Un día, en virtud de las reglas mágicas que poseía, subió al cielo y pidió a Dios que aumentase sus proporciones, y Dios le prometió satisfacer sus deseos si le llevaba cuatro pieles: una de tigre, otra de mono, otra de lagarto y otra de culebra.

El conejo volvió a la tierra y se fue derecho en busca del tigre. Le contó cómo había subido al cielo y cómo había visto a Dios, y también le dijo que éste le había anunciado que se avecinaba un terrible huracán que arrasaría la tierra; pero que él, gracias a su pequeño tamaño, nada temía, pues le sería fácil cobijarse en algún agujero. El tigre sintió un gran temor al verse en peligro, y entonces el conejo le propuso un medio para protegerse del huracán. Él mismo le ataría al árbol más robusto y el viento no podría arrastrarle. El tigre se dejó convencer y atar al árbol, y cuando estuvo bien sujeto, el conejo, con un garrote, le golpeó en la cabeza hasta que le mató. Después, con un cuchillo, le quitó la piel y se la llevó a su casa.

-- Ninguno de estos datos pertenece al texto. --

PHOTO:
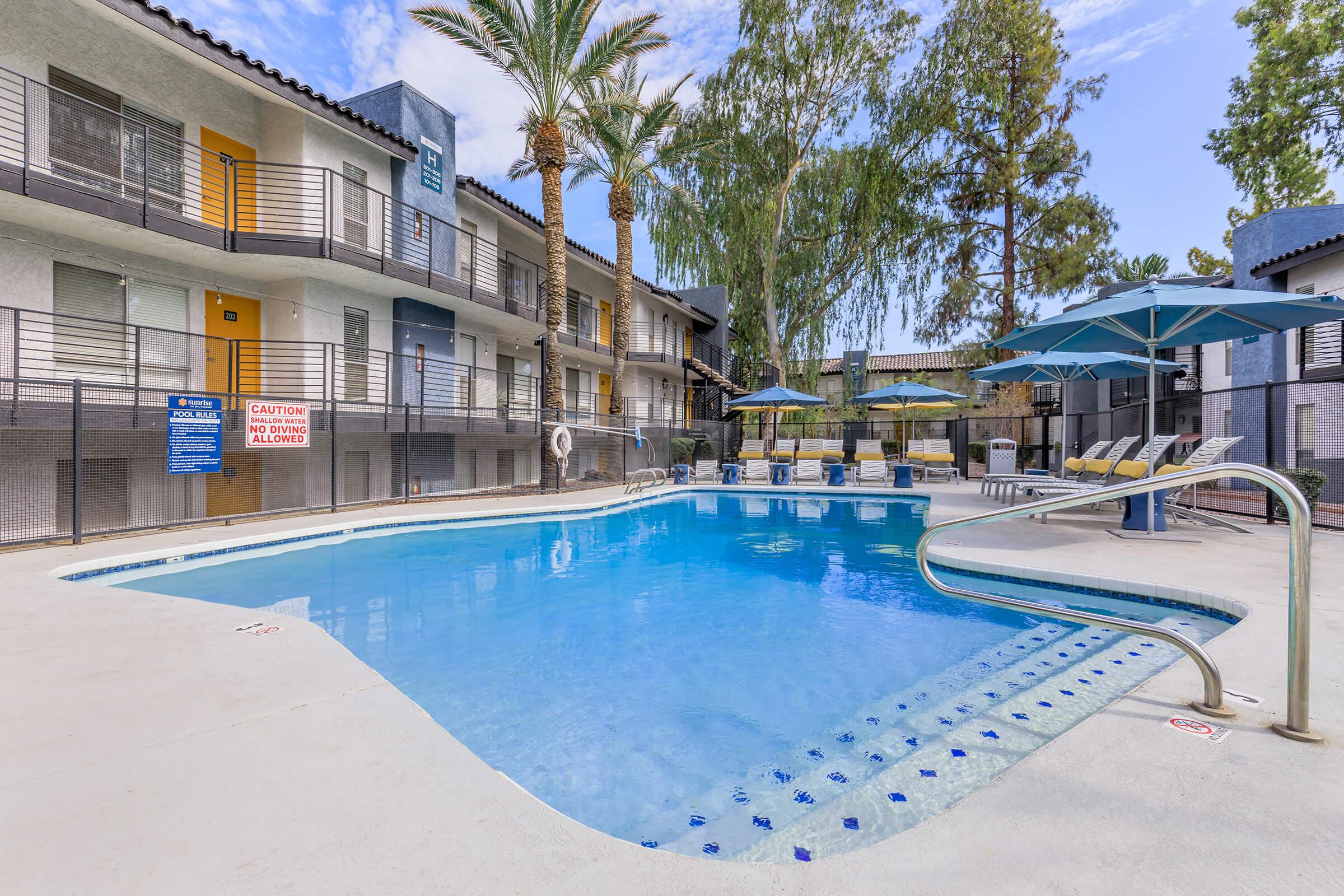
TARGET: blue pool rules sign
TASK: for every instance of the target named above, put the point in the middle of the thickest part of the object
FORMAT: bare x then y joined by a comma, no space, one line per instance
432,166
195,435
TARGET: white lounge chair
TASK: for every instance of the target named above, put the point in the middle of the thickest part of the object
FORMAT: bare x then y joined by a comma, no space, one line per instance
704,472
808,472
871,472
756,469
1093,468
1211,450
752,449
1072,469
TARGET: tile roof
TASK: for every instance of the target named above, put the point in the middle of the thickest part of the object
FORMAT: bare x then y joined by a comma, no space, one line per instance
901,363
464,180
1300,250
326,102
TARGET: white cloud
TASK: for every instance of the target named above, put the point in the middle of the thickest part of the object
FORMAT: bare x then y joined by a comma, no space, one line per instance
1077,14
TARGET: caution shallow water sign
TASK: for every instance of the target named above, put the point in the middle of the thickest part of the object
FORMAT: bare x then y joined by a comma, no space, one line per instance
277,425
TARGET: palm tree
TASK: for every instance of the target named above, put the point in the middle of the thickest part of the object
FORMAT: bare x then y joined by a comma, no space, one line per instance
1131,270
624,143
542,50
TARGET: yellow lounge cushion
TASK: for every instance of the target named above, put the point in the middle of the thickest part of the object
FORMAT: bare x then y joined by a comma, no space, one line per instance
1133,469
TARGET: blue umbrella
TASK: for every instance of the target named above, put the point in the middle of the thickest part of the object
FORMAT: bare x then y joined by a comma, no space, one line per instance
1067,367
1167,315
776,399
902,394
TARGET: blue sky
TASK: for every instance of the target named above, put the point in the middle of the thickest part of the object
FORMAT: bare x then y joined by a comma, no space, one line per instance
1168,65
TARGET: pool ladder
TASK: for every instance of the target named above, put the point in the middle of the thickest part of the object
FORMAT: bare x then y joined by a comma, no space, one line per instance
1299,584
648,477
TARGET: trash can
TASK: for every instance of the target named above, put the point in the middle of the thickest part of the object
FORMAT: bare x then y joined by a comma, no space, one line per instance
1000,457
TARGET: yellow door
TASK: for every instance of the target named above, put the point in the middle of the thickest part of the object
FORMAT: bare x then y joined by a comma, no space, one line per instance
233,318
218,191
237,488
604,327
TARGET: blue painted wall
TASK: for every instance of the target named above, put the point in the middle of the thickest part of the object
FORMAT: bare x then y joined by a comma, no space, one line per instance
416,323
414,116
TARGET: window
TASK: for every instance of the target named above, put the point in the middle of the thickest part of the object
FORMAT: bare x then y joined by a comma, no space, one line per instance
91,338
85,132
467,250
355,204
578,314
355,355
1305,433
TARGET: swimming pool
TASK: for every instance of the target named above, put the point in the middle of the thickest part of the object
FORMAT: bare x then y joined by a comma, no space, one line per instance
727,675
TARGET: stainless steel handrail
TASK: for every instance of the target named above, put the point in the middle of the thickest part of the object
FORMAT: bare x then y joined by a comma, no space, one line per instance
1299,582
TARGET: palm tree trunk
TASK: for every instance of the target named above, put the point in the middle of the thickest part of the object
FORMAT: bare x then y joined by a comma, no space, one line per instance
549,155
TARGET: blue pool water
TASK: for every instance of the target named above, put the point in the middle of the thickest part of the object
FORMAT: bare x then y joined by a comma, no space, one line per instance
737,676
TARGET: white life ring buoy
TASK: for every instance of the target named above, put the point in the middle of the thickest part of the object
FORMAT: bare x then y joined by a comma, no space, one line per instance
561,442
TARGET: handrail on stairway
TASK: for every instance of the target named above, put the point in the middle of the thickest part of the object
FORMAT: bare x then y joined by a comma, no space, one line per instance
1299,582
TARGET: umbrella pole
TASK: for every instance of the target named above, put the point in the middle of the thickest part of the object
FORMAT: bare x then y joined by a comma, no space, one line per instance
1152,425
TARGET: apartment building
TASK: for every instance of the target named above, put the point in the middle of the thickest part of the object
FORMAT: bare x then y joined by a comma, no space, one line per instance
178,216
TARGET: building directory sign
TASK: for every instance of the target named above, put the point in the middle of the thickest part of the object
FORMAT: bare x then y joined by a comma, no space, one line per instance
432,166
195,435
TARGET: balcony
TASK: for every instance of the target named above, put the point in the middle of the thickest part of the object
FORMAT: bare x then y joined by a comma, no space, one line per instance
64,150
45,347
657,343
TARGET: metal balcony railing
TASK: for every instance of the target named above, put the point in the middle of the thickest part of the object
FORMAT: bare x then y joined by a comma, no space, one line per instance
65,150
42,346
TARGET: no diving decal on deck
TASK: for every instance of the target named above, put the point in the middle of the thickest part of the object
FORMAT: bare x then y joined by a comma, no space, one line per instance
259,629
1202,730
277,425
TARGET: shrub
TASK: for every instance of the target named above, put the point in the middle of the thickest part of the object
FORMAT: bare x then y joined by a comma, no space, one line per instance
1308,481
682,449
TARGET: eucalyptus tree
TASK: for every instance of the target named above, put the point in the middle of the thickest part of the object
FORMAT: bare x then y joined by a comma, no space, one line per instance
815,199
1019,227
548,53
626,142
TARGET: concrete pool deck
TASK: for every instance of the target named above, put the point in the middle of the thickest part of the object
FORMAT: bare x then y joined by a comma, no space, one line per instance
152,749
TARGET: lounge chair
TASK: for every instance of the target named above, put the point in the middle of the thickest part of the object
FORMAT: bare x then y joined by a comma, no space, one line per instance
1211,450
936,457
1092,469
810,450
1073,468
808,470
752,449
867,450
871,472
756,469
706,472
1124,470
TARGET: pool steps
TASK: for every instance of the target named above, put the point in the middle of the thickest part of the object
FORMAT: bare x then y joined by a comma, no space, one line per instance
820,828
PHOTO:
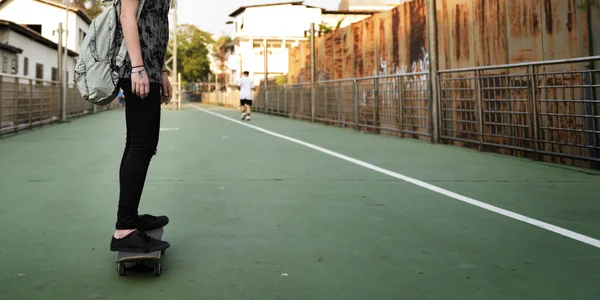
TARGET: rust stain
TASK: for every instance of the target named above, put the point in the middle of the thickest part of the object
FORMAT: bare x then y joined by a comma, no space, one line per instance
358,60
548,11
570,17
395,36
461,32
418,30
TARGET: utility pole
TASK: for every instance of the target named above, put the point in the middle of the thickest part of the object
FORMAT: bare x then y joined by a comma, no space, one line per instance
64,64
61,75
433,71
173,60
312,72
266,62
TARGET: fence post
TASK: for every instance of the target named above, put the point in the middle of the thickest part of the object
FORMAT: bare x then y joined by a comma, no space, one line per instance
340,103
313,96
30,105
285,101
1,102
401,106
326,107
534,111
478,91
376,112
434,103
355,104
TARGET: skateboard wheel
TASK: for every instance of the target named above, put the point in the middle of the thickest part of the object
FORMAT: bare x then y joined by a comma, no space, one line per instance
157,269
121,269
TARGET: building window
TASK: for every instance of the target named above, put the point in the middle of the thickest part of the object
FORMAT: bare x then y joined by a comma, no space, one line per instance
39,71
35,27
26,66
82,36
14,65
54,74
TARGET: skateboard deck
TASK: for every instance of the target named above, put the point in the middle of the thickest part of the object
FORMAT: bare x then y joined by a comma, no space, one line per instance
130,260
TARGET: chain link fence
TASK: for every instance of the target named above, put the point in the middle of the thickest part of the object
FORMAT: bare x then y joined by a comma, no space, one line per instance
26,103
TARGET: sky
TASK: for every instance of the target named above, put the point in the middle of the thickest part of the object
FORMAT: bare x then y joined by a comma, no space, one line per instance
212,17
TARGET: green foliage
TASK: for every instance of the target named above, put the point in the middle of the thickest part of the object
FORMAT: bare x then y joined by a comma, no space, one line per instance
192,53
221,47
281,79
592,4
93,12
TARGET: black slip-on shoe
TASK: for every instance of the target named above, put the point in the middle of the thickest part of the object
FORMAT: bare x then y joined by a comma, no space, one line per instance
138,242
149,222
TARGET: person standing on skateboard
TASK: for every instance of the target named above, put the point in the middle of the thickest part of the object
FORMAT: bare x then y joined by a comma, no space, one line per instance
246,85
146,86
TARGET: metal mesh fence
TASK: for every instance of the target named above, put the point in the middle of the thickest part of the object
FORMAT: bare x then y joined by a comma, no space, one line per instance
26,103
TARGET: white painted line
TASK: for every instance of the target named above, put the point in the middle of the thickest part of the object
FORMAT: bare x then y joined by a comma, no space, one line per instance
564,232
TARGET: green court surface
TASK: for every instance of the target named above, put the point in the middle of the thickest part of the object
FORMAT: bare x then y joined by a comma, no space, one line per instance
257,216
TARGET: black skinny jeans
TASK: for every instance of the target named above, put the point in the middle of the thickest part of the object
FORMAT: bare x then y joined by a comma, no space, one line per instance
143,125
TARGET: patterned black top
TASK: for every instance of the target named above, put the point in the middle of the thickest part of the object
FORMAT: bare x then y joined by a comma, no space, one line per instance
153,27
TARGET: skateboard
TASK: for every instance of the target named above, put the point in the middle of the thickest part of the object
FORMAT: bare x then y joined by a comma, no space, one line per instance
129,260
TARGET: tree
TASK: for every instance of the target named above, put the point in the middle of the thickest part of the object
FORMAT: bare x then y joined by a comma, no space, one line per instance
92,12
222,47
192,53
592,4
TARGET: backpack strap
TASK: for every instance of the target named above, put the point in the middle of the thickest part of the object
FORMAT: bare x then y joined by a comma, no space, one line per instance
121,55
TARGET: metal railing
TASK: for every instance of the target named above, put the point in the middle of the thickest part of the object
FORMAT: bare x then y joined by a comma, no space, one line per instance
397,104
26,103
542,110
545,110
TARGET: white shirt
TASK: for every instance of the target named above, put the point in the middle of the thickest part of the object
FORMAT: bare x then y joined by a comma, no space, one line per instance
246,85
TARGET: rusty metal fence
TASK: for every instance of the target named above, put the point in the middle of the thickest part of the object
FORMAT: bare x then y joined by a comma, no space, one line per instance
540,110
397,104
26,103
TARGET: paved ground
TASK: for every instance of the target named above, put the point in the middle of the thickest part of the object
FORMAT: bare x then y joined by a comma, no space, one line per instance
254,216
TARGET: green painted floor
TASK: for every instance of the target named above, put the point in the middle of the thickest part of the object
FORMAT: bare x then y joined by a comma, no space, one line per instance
257,217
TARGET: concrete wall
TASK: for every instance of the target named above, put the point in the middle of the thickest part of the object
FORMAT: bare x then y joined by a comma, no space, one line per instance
36,53
276,21
34,12
470,33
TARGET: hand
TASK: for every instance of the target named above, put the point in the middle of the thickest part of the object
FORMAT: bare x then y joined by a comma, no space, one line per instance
140,84
167,90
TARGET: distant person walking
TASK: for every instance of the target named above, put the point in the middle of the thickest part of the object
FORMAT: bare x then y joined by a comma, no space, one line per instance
121,99
146,86
246,86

Una vez conseguida la primera piel, el conejo se dispuso a buscar la segunda. Marchó a una tienda y compró jabón, un espejo y una navaja de afeitar, y provisto con todo ello volvió al bosque. Pronto encontró a unos monos encaramados en un árbol. El conejo colgó el espejo del tronco, se enjabonó la cara y, a la vista de los monos, se afeitó, pasándose luego por el cuello el borde no afilado de la navaja. Dejó después todos los útiles en el suelo y simuló alejarse.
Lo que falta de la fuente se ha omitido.